Main Outcome Measures
Progesterone levels and methylation changes.
Results
A total of 40 eligible women undergoing IVF-ET cycles were evaluated. On the basis of methylation analyses of CXCL14, EMCN, RARRES1, PAEP, THBS2, and GPX3, no statistically significant correlation was found with the median serum P4 levels on the day of ET. When participants were grouped into quartiles on the basis of P4 levels on the day of ET, no statistically significant differences were observed in the methylation levels of CXCL14, SERPING1, EMCN, RARRES1, PAEP, THBS2, and GPX3. The median P4 levels were significantly lower in the thawed ET group (median, 21.4 ng/mL; interquartile range, 13.3–24.0) than in the fresh transfer group (median, 24.0 ng/mL; interquartile range, 18.0–45.0).

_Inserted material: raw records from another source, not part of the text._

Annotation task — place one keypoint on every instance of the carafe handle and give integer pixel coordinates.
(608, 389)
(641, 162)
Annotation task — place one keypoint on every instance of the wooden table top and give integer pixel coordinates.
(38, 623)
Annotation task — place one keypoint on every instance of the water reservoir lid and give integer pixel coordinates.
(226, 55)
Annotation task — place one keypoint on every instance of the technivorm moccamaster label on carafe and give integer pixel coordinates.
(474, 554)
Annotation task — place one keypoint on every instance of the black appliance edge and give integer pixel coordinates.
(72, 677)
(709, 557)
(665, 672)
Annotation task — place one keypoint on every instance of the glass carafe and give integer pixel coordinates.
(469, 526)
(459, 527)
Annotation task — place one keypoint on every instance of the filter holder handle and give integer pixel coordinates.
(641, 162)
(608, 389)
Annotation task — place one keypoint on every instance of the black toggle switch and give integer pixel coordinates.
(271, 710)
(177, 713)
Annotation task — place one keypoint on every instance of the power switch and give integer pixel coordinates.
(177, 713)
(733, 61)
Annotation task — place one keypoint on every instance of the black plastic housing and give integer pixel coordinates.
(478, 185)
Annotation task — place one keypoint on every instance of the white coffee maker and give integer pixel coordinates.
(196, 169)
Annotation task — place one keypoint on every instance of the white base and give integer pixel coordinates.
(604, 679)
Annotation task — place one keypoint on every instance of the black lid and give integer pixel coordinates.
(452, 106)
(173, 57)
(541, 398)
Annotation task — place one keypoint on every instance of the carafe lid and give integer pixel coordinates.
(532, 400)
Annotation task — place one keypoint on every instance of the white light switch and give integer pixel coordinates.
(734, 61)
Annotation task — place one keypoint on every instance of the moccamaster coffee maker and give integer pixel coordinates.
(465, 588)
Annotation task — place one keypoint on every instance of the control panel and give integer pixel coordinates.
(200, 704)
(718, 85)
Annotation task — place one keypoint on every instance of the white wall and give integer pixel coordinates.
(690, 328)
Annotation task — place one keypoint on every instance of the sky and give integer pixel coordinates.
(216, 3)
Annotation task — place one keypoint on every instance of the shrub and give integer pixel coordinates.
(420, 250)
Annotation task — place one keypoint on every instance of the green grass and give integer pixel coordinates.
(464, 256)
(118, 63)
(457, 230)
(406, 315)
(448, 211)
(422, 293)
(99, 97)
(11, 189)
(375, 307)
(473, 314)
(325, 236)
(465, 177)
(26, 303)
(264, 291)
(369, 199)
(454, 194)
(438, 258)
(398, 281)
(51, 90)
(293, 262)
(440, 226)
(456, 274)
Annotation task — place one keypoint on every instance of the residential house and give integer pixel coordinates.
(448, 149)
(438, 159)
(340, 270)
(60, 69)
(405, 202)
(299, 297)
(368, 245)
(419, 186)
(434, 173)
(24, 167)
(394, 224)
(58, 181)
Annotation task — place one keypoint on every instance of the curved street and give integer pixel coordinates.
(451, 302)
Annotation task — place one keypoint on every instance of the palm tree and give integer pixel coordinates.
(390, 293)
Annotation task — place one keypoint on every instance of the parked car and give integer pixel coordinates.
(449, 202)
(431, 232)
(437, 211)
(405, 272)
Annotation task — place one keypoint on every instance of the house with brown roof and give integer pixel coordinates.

No significant differences in gene methylation levels were observed between fresh and thawed transfer types, except for THBS2, which showed significantly lower methylation levels in the thawed group than in the fresh group. Although the median P4 levels were lower on day 3 transfers (16.6 ng/mL) than on day 5 transfers (22.4 ng/mL), the difference was not statistically significant. Similarly, no significant differences in methylation levels were detected when comparing day 3 vs. day 5 ET groups.
Conclusion
No association was found between early and mid-luteal phase P4 levels and methylation changes of implantation-related genes in cervical secretions during both fresh and frozen IVF cycles.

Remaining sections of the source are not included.